What I do know is that there is no mod() available for optimization variables in any released version.
"I can't influence on values of x with some random integers as I have other requirements to be met :( "
I suspect you do not understand the process.
Suppose that you have a value of x = 16 and you want to check whether mod(x,3)=1 . If so, then by definition, there must be some integer N (that is not necessarily positive) such that 3*N+1 = x . This is not a "random integer": for 16 it is satisfied only by N = 5, 3*5 + 1 = 16. Likewise, if there is no integer N such that 3*N+1 = x, then mod(x,3)=1 is not true -- for example, for x = 17, then there is no such integer N.
Therefore if you introduce an integer-constrained variable N into the process and put in the equality constraint 3*N+1 = x, or 1 = x - 3*N or x - 3*N = 1 then N will not be random: it will be the exact integer needed such that 3*N+1 = x.
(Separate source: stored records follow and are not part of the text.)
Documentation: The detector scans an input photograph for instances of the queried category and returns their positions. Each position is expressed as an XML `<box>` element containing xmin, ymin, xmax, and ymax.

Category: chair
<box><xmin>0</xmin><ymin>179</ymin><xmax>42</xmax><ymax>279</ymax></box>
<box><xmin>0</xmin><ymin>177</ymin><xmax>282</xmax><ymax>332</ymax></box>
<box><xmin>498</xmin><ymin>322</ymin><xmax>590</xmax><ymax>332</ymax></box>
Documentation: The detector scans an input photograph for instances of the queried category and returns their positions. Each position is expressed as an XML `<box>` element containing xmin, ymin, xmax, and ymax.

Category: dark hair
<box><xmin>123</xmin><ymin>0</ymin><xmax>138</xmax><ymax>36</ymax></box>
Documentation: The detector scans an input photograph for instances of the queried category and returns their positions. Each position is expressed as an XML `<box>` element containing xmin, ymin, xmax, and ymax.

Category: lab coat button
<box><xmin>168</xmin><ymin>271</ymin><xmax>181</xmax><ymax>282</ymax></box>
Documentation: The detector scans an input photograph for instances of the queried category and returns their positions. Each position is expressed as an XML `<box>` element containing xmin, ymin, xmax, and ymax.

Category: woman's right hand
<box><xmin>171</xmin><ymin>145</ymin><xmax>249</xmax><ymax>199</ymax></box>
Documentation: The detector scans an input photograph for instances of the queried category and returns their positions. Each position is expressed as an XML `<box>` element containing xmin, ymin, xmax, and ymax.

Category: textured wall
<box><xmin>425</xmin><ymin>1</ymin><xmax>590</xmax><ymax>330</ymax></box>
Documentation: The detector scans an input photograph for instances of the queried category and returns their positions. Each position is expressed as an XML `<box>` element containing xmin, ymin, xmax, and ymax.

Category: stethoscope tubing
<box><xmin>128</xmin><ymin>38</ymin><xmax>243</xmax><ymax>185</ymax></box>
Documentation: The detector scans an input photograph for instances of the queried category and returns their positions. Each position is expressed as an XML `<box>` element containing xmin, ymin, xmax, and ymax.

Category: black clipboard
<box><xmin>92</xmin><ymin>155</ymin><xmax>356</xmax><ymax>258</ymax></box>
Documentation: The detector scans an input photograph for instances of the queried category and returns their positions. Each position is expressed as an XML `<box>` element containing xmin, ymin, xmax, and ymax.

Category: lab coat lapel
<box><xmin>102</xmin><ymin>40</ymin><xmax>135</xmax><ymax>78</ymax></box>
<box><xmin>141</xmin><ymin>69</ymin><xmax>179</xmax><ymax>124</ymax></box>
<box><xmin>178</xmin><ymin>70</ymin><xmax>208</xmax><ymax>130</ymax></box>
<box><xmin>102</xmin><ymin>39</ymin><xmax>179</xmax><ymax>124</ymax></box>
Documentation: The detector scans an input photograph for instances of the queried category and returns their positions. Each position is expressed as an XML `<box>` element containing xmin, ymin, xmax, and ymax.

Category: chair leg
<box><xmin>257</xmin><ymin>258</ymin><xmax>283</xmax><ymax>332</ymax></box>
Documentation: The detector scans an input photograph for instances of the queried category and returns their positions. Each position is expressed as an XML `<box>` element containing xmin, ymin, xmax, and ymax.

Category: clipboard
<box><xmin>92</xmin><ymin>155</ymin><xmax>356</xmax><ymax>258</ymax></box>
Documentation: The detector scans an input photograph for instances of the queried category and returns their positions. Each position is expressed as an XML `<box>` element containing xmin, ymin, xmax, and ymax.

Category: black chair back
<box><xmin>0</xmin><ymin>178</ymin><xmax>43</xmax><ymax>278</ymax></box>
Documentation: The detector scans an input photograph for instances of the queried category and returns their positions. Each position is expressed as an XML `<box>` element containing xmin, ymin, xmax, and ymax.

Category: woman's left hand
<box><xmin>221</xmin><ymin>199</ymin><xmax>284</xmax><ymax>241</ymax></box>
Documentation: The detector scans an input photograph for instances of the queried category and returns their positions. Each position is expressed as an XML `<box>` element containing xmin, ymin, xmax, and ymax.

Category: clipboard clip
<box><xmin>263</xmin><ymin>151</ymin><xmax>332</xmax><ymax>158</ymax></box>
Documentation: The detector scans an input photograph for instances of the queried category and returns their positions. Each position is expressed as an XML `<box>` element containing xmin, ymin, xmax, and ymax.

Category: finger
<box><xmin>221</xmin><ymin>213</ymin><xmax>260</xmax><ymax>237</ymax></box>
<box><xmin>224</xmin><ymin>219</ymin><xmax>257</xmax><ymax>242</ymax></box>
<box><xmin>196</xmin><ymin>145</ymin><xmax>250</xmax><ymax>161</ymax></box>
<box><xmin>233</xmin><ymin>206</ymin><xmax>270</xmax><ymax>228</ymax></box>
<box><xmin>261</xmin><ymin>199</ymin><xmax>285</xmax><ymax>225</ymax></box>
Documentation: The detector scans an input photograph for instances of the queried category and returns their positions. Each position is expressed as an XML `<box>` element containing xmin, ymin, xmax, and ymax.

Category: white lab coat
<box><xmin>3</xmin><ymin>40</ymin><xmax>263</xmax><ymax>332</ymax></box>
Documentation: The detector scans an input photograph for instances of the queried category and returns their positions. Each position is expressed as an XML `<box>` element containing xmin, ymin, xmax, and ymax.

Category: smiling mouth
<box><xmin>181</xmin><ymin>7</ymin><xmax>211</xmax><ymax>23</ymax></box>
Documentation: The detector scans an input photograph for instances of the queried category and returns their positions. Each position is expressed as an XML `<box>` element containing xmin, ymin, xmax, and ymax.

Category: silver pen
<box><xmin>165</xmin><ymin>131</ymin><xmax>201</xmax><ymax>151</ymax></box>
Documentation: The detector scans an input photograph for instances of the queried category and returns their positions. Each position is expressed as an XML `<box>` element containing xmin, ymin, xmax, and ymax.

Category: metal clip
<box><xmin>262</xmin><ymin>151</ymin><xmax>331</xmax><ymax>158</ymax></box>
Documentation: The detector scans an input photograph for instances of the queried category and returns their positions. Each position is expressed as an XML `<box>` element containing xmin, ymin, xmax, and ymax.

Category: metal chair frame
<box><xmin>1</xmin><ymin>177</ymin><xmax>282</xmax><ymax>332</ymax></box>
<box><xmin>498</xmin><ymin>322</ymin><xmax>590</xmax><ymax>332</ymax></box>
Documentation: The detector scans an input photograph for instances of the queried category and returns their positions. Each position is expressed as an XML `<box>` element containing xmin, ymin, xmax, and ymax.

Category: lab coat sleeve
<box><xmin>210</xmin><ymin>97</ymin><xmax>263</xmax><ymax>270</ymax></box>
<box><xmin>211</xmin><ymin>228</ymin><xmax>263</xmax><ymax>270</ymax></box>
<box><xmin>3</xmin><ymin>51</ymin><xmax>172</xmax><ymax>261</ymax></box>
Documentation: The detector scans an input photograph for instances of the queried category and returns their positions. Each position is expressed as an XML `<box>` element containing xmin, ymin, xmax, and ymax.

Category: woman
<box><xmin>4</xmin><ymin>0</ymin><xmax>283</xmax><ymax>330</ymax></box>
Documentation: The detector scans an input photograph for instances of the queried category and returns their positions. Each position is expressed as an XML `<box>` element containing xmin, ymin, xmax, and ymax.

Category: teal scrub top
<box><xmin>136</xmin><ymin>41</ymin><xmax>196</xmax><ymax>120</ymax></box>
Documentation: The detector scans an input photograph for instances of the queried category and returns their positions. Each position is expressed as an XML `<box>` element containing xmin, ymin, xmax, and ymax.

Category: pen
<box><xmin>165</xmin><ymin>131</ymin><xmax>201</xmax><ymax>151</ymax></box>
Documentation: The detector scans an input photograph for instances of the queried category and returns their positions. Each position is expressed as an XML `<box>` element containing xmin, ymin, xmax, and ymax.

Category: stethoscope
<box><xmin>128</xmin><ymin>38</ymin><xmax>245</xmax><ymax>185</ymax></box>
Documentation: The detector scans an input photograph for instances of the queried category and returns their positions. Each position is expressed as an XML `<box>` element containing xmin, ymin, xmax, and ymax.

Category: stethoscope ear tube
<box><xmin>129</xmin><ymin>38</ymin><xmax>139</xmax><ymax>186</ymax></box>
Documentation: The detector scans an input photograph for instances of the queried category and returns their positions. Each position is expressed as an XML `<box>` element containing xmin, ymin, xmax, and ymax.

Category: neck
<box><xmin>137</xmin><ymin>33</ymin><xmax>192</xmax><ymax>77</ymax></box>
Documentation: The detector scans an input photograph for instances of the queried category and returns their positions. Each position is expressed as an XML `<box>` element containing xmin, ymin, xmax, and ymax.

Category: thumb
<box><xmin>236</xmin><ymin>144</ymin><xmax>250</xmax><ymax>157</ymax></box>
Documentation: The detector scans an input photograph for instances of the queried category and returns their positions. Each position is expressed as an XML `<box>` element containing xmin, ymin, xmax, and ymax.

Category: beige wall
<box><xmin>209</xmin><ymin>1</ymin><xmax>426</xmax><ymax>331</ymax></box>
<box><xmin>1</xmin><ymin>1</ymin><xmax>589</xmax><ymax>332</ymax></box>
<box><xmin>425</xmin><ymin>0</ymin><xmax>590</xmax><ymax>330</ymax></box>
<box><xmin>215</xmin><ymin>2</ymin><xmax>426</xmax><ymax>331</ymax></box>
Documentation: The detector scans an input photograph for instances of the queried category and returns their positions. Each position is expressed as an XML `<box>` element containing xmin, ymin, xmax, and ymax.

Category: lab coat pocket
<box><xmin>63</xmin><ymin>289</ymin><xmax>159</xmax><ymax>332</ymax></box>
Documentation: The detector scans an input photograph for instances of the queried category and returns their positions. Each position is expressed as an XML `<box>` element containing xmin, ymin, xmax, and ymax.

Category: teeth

You would not use the value of N in the calculation of your objective: it is enough to know that the constraint was met that there is some integer N such that x - 3*N = 1 is true.
annazy on 24 Aug 2019
Wow, thank you a lot for such detailed answer and your patience. Honestly, this is my first experience with Matlab and I am a bit confused with its options. I used to solve simple optimization problems with Excel Solver, however due to the dimension of the matrix, in this case I cannot use Solver as it can't hadle such large size. I was forced to learn basic optimization tools in Matlab within a week :(
I understand the process, I just don't know how to create such Integer variable correctly. I only add new variables with numbers or create optimization variables for objective funtion. Is it supposed to be a new optimization variable? Something like N=optimvar('N','Type','integer')?
Thanks in advance, you're saving my life.
Walter Roberson on 24 Aug 2019
Yes, N=optimvar('N','Type','integer') is good.
If you have upper and/or lower bound on x then you can use it to figure out upper and lower bounds on N to make the optimization more efficient.